Fearing a reprisal of the deadly turmoil witnessed in Charlottesville over plans to remove a statue of Confederate General Robert E. Lee from a local park, the Baltimore City Council and Democrat Mayor Catherine Pugh decided to act swiftly to remove statues that might become a similar flashpoint.

Council approved a measure on Monday authorizing the statues’ removal and crews began work at 11:30 last night. By 5:30 this morning, the project was completed, according to Mayor Pugh.

It’s done. They needed to come down. My concern is for the safety and security of our people. We moved as quickly as we could.”

Pushing the city to act were activists who threatened yesterday to tear down a statue in Wyman Park Dell. That threat mirrored what happened in Durham, North Carolina on Monday.

The Baltimore monument in question was a dual memorial to Confederate generals Robert E. Lee and Stonewall Jackson. This morning, all that was left was an empty stone platform.

Other monuments removed by the city include: the Confederate Soldiers and Sailors Monument on Mount Royal Avenue; the Confederate Women’s Monument on West University Parkway; and the Roger B. Taney Monument on Mount Vernon Place.

A Maryland native, Taney was the Chief Justice of the United States Supreme Court who wrote the 1857 decision in the Dred Scott case that ruled that Americans of African descent, either free or slave, were not American citizens.

After removing the monuments, the city declined to say what will happen with them. Mayor Pugh indicated the city is reviewing options, but hasn’t made any decision.
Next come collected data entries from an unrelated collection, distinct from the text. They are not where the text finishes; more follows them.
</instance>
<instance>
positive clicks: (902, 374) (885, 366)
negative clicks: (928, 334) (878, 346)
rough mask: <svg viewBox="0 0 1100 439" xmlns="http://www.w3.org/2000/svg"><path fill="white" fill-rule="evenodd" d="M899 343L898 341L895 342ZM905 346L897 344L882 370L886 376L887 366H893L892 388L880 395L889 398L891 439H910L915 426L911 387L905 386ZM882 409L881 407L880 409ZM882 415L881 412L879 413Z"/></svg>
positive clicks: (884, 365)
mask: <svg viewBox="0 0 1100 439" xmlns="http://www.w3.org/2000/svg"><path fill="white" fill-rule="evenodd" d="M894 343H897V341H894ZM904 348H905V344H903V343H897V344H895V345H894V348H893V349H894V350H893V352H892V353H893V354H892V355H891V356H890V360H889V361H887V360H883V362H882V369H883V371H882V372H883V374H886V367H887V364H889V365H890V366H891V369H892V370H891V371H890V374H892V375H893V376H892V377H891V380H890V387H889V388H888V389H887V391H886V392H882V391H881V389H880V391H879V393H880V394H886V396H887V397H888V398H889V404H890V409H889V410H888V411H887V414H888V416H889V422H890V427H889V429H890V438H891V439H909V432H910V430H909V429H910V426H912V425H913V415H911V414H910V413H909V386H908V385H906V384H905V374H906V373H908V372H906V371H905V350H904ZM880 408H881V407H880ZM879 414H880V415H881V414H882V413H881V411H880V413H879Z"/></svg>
It’s not known where the statues have been taken in the interim.

The removal of Confederate monuments from public spaces should spark a more intelligent and less emotional discussion of where they belong and what they mean to different parts of the American public.

For black Americans, they can be considered offensive and a gross reminder of the indignities and hardships faced by their ancestors.

For some southern Americans, they honor their ancestors who gave up their lives to defend their homeland from the Union army. It all comes down to perspective

From one perspective, the war was fought to preserve the Union, from another perspective it was to abolish slavery, but from yet another perspective, the war was fought to repel an invading army.

A true appreciation of history involves unemotionally considering all perspectives. It’s hard to do that when revisionists want to not tolerate and obliterate one of the perspectives.

That’s what happens in totalitarian societies. It shouldn’t happen in America.